We say goodbye to Dennis, dropping him in town and then continue on our journey to Bokhara.

North of Samarkand and on the way to Bokhara is a sprawling garden of roses. As you walk up a path all you see around you are miles and miles of bushes all blooming with the widest variety of roses I have ever seen. At the end of the garden walk is the grand and newly constructed entrance to an old shrine.

This is the resting place of one of the most famous scholars of Islam: Imam Bokhari, famous for his collection of Hadith – the sayings of Prophet Muhammad (PBUH), named the Al-Jami-as-Sahih. This is considered one of the more authentic sources of Hadith for Muslims.
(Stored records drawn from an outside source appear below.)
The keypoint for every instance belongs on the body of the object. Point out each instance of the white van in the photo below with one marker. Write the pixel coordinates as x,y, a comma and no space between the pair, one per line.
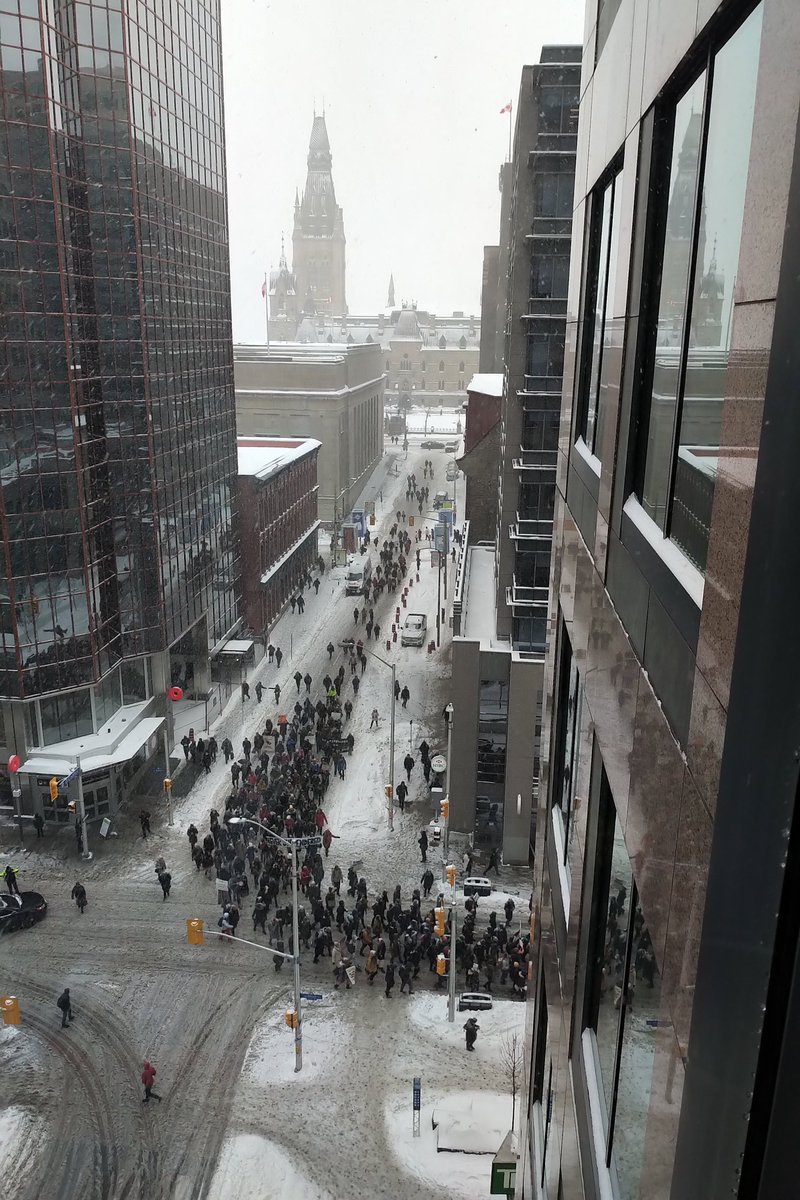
414,629
358,576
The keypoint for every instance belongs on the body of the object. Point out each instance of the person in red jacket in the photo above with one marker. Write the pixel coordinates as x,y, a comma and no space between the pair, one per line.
149,1079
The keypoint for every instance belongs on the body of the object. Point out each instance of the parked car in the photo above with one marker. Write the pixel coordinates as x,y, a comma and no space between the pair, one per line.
20,911
477,886
474,1001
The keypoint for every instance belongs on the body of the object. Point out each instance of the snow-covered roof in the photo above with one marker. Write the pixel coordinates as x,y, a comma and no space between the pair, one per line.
265,457
487,384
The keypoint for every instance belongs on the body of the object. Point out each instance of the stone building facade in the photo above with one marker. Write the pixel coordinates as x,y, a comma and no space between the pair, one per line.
331,394
277,521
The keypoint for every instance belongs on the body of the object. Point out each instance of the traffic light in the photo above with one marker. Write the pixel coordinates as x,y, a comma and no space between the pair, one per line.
10,1006
194,931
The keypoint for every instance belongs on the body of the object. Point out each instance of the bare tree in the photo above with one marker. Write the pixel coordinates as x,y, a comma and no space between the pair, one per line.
511,1063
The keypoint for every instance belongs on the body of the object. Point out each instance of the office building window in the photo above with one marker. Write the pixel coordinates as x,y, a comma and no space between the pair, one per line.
624,1001
553,193
597,300
492,731
66,718
699,173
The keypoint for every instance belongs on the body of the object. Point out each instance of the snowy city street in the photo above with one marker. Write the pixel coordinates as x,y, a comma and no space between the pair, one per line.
235,1120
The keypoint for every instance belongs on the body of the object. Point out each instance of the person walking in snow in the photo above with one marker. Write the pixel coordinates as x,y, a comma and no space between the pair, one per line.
149,1079
470,1030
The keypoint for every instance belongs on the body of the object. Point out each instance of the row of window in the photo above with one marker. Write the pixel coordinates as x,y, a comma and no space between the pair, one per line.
698,179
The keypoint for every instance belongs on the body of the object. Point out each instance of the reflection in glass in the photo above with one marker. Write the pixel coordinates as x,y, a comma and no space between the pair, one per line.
672,303
725,179
612,975
66,717
642,1020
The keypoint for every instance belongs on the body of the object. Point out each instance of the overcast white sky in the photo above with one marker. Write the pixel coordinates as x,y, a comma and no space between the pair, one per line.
413,93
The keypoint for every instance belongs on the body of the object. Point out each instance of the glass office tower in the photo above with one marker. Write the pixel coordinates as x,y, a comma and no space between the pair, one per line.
116,409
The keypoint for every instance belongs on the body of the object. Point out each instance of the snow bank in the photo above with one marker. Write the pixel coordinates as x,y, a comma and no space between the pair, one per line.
18,1138
247,1162
471,1122
463,1176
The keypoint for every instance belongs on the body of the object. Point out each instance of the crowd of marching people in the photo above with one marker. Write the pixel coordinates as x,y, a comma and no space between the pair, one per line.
278,784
I had earlier requested Driver Mahmud to stop at the shrine on our way to Bokhara. I thought this would be a brief stop in which we would enter, pay our respect and leave. But the beauty of the place made us stop for longer. After spending a while at the beautifully decorated shrine within the enclosed garden, we stepped out to the rose grove outside, walked around, then among groups of picnicking Uzbek families we sat on benches in the fragrant shade and ate ice cream and wished all shrines and holy places were as well kept and peaceful as this one of Al-Bukhari, who having spent his life collecting and studying Hadises in Egypt, Iraq, and Khurasan returned home to die in this village between Samarkand and Bokhara.